On August 15, the Michigan Senate passed a package of legislation that will implement an agreement between Republican Legislative leaders and Governor Gretchen Whitmer to amend the State School Aid Act. The legislation seeks to provide public schools greater flexibility in how they offer learning programs in the upcoming school year in light of a global pandemic. The agreement makes sweeping changes from the initial legislation that was passed by the Michigan House in late July. House Bills 5311, 5312 and 5313 were amended by the Senate to eliminate many of the most controversial portions of the House-passed versions.
Specifically, the bills will allow flexibility for local school districts to make the final determination as to whether they will offer in-person or online learning for the entirety of the 2020-2021 school year. There will be no statutory requirement for in-person learning, and the Senate versions of the bills will provide for increased cooperation between school districts and local public health departments in order to make the best choice in each district to educate pupils safely. While there will be two benchmark tests required in the upcoming school year, they will not be used for purposes of funding, and district-by-district data will not be reported. Instead, all data will be aggregated in a report issued by the Michigan Department of Education on statewide outcomes.
Moreover, language that would have allowed districts to contract out teaching positions was removed, as were requirements that school staff be present onsite even when providing online learning. Despite the fact that the bills were greatly improved over the original versions, they passed the Senate largely on a party-line vote with most Democrats opposing them.

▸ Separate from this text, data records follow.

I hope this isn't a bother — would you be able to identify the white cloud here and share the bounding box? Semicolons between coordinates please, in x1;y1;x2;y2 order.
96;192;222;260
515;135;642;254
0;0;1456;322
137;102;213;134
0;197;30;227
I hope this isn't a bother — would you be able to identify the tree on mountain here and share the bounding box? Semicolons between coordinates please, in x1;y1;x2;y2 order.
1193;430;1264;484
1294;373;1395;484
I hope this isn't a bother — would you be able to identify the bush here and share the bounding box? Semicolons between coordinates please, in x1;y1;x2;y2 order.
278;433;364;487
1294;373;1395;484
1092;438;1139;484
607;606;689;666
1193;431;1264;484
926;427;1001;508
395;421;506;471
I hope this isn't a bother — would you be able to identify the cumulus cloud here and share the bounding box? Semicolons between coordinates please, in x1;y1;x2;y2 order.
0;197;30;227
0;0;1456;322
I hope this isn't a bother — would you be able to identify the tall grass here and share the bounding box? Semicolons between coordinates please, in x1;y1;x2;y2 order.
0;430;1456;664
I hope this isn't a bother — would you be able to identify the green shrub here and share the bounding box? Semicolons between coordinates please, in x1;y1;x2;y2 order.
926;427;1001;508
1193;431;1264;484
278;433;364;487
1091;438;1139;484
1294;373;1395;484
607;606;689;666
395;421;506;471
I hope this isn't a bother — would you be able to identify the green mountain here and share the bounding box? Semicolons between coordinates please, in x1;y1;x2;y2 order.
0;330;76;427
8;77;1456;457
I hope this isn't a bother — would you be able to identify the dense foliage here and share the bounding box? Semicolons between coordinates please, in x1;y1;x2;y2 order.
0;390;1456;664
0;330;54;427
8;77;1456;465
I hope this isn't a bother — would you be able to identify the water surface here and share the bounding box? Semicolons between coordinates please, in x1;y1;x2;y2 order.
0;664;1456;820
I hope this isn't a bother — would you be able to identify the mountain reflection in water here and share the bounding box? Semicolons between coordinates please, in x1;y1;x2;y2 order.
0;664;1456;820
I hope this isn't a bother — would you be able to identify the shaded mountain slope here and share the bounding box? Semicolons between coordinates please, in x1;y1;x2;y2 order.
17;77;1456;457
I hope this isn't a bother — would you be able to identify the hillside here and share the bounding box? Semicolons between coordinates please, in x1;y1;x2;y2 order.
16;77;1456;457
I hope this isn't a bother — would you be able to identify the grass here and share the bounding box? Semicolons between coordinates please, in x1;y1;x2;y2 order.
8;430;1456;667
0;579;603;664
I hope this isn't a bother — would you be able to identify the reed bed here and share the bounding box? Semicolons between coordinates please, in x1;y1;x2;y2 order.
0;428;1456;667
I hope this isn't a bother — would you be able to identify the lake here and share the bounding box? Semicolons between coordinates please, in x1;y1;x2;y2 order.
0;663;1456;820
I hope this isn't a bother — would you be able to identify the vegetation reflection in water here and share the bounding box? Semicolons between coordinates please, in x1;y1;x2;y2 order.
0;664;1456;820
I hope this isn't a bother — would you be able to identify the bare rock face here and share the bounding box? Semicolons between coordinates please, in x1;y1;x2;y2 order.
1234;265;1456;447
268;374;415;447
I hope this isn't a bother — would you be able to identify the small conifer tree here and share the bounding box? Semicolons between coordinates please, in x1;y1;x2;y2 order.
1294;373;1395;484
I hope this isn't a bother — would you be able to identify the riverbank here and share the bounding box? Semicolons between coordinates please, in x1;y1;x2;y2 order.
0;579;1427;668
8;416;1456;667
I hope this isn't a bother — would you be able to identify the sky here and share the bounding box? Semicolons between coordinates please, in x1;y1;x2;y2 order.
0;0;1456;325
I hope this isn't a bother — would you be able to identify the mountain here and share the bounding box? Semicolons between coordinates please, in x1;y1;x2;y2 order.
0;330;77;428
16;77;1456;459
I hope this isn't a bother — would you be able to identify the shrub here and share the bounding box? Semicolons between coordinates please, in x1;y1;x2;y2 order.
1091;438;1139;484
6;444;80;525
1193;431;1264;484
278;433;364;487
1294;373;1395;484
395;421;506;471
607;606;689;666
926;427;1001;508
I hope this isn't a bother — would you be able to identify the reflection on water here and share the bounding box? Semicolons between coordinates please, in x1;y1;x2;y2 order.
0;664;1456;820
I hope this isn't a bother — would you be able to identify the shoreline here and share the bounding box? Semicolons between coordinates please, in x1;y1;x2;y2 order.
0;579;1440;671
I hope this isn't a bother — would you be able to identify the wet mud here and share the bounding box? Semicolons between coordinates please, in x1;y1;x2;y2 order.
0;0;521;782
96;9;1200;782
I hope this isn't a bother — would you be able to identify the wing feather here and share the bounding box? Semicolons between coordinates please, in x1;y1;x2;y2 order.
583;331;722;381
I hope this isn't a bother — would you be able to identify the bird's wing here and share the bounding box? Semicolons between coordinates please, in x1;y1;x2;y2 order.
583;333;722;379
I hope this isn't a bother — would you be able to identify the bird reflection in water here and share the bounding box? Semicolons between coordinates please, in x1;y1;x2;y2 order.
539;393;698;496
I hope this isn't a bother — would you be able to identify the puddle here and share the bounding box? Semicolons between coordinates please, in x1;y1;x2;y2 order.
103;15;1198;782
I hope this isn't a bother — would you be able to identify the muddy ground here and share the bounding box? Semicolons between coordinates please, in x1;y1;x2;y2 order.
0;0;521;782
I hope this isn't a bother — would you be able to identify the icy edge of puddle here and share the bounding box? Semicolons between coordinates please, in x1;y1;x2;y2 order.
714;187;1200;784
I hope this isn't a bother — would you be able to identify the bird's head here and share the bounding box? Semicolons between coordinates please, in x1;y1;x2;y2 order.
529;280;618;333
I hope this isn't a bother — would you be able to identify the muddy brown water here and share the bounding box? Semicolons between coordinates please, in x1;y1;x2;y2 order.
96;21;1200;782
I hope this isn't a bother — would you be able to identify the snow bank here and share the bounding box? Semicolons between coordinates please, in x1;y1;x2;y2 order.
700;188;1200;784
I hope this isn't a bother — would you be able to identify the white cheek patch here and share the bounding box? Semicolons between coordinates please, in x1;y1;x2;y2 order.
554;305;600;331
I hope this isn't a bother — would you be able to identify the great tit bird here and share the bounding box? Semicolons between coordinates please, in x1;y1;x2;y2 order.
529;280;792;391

Democrats offered amendments that, among other things, would have created even more flexibility on pupil counts, and removed benchmark assessments altogether. While those amendments would have improved the bills even further, the package is nonetheless an acceptable compromise in light of what could have been.
Here is a brief summary of the key components of the Senate-passed legislation:
MODE OF INSTRUCTION
All districts can offer in person or virtual learning as the local district and the local health department determine is safe or appropriate. (All schools can be all virtual for the full school year, or all in-person, or a blend). All schools must deliver the equivalent content that would be delivered in 180 days or 1098 hours in a non-pandemic year, but it is not based on physical presence of students. Districts are encouraged to prioritize in-person instruction for K-5 students.
- 75 percent weighted based on last year, 25 percent this year’s pupil count
- All schools will use the cyber counting method for this year — meaning, they must have 1 2-way interaction with a student once per month for the duration of the school year to count the student.
The days and hours requirement will be waived for all districts for the 20-21 school year, HOWEVER, all districts must produce a board-adopted plan by October 1, and update it every 30 days, that includes the following:
- a statement of necessity of the plan
- the mode(s) of education that will be provided
- educational goals
- a statement of how the district will meet state-adopted academic standards
- explanation of how equitable access/and materials will be provided
- description of how students with disabilities will be accommodated
- a plan to include at least two 2-way interactions for at least 75 percent of students each week
- academic goals must include increased pupil achievement, or growth on a benchmark assessment
- must select a benchmark test and assurance that district will administer to all pupils
- A 2-way interaction is defined as a teacher initiated-contact with a student, which the student responds to at least once. It could be: an email, a text message, a phone call, a video conference, or face-to-face interaction.
- Requirement that districts conduct benchmark assessments, twice during the year, based on 5 approved assessments from MDE, one must be no-cost/or a local assessment, if local, district must submit their choice and describe how it will measure learning loss to CEPI.
- The first assessment must be administered in the first quarter, and second before the end of the school year
- Data will be submitted through regional hub, provided to MDE and CEPI and ONLY be used to create a report that is state level, not disaggregated to district or subgroup level
- Districts will need to set its own academic goals, based in part with those benchmarks, adopted by boards and posted to website
Lastly, the bills contain no language regarding outsourcing, vouchers, or test-based funding.
AFT Michigan is appreciative of the efforts to negotiate a plan that provides the greatest possible flexibility to local school districts and emphasizes the safety of students and school employees. The circumstances facing public schools this year are like nothing we have seen in our lifetimes. This agreement demonstrates that leaders with differing viewpoints can still come together to craft a plan that – while imperfect – is a workable arrangement for school employees and students alike.